そうした自分を見せることで息子たちが志高く、真っすぐ育ってくれることがアドルには楽しみだった。
だが、その楽しみはカイによって壊されてしまった。
他でもない、自分の行動のせいではあるという事実に、アドルは呆然として立ち尽くす。

絶望しているアドルを見て、自分の大事な者を奪った者に対する復讐心が満たされたカイだが、しかしこれで終わりではない。


「そういえばもう一つあるんですよね?アドル団長が内緒にしていることが」


「!?」


カイが発した言葉に、アドルは目を見開く。
今度は何を言う気だ?
いや、すぐにでも黙らせなければならない!しかし、自分の子供たちはカイの間合いの中にいる。
アドルは葛藤した。どうにか隙を作り、一瞬でカイの首をはねることはできないか。そんな迷いを見せていたアドルだが、カイの後ろから姿を現した者を見て、思考が停止した。


「カトレア!」


現れたのはアドルの妻であるカトレアだった。
アドルの最愛の女性・・・自分の人生を賭してでも幸福を願う相手。
だが、そんな最愛の女性であるカトレアは、何やら気まずそうな表情でアドルのことを見ていた。


「カトレア・・・?」


アドルは自分の背中に冷たいものが流れた気がした。
嫌な予感がする。カイは再び何かを仕掛けてくるのではないか?
アドルは警戒していたが、案の定カイは最悪の罠を仕掛けてきた。


「アドル団長。
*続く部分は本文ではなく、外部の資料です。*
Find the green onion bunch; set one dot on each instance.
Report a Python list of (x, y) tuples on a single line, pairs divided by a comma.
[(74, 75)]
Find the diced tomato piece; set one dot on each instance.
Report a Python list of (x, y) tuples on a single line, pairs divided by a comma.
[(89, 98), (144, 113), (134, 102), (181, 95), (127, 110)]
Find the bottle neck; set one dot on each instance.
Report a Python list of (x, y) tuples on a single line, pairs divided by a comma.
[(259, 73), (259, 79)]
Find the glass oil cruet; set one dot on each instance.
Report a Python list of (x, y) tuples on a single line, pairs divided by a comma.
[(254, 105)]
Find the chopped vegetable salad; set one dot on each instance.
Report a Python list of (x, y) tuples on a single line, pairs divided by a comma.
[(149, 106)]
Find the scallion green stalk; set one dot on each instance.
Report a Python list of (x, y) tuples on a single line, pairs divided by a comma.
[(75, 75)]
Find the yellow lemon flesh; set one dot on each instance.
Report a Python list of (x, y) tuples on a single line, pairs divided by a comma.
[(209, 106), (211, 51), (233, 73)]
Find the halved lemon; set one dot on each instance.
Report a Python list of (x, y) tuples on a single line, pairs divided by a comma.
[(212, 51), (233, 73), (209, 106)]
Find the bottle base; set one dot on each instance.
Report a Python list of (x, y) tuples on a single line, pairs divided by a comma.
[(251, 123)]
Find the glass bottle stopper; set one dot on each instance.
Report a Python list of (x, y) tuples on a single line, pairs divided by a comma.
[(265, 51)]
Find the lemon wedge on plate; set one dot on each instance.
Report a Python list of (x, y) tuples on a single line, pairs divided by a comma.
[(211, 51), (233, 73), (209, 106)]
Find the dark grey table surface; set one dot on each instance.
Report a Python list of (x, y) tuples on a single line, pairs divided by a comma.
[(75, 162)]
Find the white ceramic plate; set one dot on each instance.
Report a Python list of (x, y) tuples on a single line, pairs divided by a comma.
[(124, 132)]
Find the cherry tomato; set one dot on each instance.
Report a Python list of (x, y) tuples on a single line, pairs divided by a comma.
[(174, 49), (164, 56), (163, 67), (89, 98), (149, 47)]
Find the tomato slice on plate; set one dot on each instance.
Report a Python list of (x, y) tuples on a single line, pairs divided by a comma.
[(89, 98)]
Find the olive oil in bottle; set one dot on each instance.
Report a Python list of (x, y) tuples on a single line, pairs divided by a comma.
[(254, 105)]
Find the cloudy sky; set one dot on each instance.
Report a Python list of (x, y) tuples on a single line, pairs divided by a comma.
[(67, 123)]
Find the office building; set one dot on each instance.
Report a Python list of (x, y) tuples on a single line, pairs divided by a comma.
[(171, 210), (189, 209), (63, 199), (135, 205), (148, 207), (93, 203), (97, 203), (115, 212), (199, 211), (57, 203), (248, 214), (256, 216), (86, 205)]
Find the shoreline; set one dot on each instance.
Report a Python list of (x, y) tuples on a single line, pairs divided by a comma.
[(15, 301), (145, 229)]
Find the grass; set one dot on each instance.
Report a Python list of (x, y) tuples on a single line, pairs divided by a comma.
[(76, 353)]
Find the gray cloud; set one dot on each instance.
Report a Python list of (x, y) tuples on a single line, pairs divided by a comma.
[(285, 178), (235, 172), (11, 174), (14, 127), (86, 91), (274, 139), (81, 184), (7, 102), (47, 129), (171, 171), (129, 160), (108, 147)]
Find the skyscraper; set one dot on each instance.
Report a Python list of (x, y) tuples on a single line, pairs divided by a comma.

確かアドル団長が奥様…カトレアさんに求婚したのは、ミカエル様への当てつけなのでしたよね?」


「なっ!?」


アドルの頬が強張る。

図星だからだ。
いや、最終的には本当にカトレアを愛していた。だから結婚を申し込んだ。だが、今日を含めてミカエルへの当てつけの意が全くなかったわけではない。
アドルとミカエルの確執を知っていたカイは、アドルのそんな裏事情に予想をつけていた。
カトレアは確かに素晴らしい女性だが、恐らくミカエルとの確執も彼女を選んだ要因の一つではないかとカイは予測していたのだ。
そしてそれは見事に的中してしまったことを、アドル自身の態度によって知らしめてしまったのである。


「あなた・・・まさか、それは本当なの?」


震える声で、カトレアがそう問いかける。


「違うっ!!」


反射的にアドルはそう答える。これがまずかった。

カトレアが驚きで目を見張ったのを見て、アドルは察した。
「カトレアの能力で、今アドルが言ったことに『嘘』が含まれている」ことを。